Thursday, April 4, 2024

Booknotes: Tabernacles in the Wilderness

New Arrival:

Tabernacles in the Wilderness: The US Christian Commission on the Civil War Battlefront by Rachel Williams (Kent St UP, 2024).

When it comes to the private relief organizations of the Civil War, the United States Sanitary Commission is the first to come to mind. With its elaborate sanitary fairs, close association with the federal government, and tens of millions of dollars raised all across the North—all of which enabled the creation and operation of a vast network of camp inspectors, hospitals, supplemental suppliers of all kinds, and home front charities for sick, disabled, or traveling veterans, the USSC was able to do much in the way of promoting the health, diet, hygiene, and well-being of Union soldiers. Though it receives less attention in the literature, the United States Christian Commission, founded by Protestant evangelicals, collaborated with the USSC in vital ways but also had a distinctive spiritual mission of its own.

I am not aware of any other treatment of its kind, so Rachel Williams's Tabernacles in the Wilderness: The US Christian Commission on the Civil War Battlefront may very well be first modern history of the organization's extensive activities in the field. Delving deeply into "previously neglected archival material―most notably the reports, diaries, and correspondence of the volunteer delegates who performed this ministry on the battlefront―" enabled Williams to offer Civil War readers a fuller exploration of "the proselytizing methods employed by the USCC, the problems encountered in their application, and the ideological and theological underpinnings of their work."

More from the description: USCC aid workers "saw in the Civil War not only a wrathful judgment from God for the sins of the nation but an unparalleled opportunity to save the souls of US citizens and perfect the nation.

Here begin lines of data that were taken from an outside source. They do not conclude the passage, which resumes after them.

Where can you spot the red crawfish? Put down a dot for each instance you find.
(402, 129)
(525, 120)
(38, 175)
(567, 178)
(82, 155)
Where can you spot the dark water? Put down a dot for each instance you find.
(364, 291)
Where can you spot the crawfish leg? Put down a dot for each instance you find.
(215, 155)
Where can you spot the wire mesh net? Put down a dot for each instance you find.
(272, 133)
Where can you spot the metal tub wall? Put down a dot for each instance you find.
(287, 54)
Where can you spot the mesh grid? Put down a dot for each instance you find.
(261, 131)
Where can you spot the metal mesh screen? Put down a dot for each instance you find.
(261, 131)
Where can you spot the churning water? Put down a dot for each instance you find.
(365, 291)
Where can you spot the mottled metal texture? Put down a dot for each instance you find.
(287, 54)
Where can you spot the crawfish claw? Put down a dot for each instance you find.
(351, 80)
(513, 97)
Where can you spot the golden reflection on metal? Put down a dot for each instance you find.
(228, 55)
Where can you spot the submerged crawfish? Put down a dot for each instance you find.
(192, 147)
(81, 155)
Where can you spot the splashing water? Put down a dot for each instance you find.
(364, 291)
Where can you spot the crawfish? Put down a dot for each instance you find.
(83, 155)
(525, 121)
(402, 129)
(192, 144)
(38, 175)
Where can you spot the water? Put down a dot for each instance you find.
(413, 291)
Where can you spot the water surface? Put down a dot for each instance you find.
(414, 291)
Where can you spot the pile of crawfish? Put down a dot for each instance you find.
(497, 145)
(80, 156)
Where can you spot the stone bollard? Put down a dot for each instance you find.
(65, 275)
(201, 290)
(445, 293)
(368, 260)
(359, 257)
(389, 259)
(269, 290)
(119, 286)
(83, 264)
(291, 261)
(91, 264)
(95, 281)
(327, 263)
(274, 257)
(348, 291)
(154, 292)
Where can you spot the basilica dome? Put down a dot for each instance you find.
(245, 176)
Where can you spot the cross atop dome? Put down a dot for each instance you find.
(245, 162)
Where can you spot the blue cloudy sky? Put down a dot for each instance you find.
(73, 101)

Thus, the workers set about proselytizing and distributing material aid to Union soldiers with undaunted and righteous zeal." In doing so, they employed a wide range of activities in support of mind, body, and spirit. "Whether handing out religious literature, leading prayer meetings, preaching sermons, mending uniforms, drawing up tailored diets for sick men, or bearing witness to deathbed scenes, USCC workers improvised and enacted a holistic lived theology that emphasized the link between the body and soul."

In sum, Tabernacles in the Wilderness "offers fascinating new insights into the role of civilians within army camps, the bureaucratization and professionalization of philanthropy during the Civil War and in the United States more broadly, and the emotional landscape and material culture of faith and worship."